Refactoring BGCs aims to by-pass the classical discovery limitations, decoupling desired product expression from the complex endogenous regulatory cascade. But the resulting engineered clusters can also be designed in such a way that they facilitate further reengineering through additions, deletions, substitutions, domain swapping or other modifications (Fig.1b). Of course, the same limitations for successful product assembly and release apply as they do in combinatorial biosynthesis. This also implies that the generation of novel products cannot reliably be achieved using random modularization of gene units from a multitude of different sources. Refactoring, however, is providing the methodology required to generate vast libraries of BGCs for the prospective biosynthesis of novel PKSs, and by its highly parallel approach, it may enable the elucidation of more informative assembly rules for the engineering of chemical novelty.

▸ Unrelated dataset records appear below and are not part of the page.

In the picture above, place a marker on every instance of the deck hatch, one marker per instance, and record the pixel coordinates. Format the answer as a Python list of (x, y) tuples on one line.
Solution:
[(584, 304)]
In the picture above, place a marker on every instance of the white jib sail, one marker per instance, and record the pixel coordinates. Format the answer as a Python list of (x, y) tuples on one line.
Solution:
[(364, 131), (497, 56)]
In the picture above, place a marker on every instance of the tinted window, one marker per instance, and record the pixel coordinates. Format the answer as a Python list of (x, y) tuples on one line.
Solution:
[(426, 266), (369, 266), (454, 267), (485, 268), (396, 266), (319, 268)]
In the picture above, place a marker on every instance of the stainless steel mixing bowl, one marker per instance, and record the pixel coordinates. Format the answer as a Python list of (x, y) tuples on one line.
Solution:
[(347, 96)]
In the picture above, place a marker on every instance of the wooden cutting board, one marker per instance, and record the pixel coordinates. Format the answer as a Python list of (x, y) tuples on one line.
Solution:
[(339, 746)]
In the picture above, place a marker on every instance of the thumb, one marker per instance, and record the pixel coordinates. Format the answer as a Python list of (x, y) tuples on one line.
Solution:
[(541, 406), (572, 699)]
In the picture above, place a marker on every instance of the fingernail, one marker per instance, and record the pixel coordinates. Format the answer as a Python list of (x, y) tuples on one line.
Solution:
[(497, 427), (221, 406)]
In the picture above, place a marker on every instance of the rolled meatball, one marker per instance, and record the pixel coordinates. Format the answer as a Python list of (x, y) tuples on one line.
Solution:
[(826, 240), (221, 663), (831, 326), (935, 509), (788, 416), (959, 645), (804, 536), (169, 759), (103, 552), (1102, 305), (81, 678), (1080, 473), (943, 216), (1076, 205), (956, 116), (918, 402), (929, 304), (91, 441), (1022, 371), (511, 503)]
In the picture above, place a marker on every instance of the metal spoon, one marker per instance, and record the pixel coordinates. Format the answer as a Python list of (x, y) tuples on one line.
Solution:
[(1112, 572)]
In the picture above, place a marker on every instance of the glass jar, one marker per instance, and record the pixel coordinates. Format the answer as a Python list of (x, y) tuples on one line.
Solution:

Refactoring approaches to synthetic biology do not need to be restricted to the nucleotide level. Ultimately, the aim would also be to optimize the encoded protein sequences to enhance their modularity and thus increase the engineering potential of PKSs. Advances towards this are already being made (Lockless & Muir, 2009); however, as a general strategy, such protein-level refactoring is currently still unrealistic. Nonetheless, the deluge of new genome sequence data is providing increasingly detailed insights into the rules that govern domain compatibility during the natural evolution of polyketide diversity (Chen et al., 2007; Thattai et al., 2007; Yuzawa et al., 2012), and multiplexed genome engineering strategies (Wang & Church, 2011) can be used to systematically explore these rules in the context of specific biosynthetic pathways.

In conclusion, the engineering-inspired approach of synthetic biology raises the dissection, standardization and decoupling of distinct catalytic units from highly integrated cellular processes to new levels of ambition. By learning from the pioneering efforts of combinatorial biosynthesis, as described above, these emergent technologies will soon yield the raw materials required to construct rationally designed biosynthetic machinery and regulatory circuits from first principles on a scale and, at a speed, far superseding our current capacity. Ultimately, the success of the next generation of polyketide bioprospecting for drug discovery will depend on an intimate interaction between protein chemistry, evolutionary genomics and synthetic biology.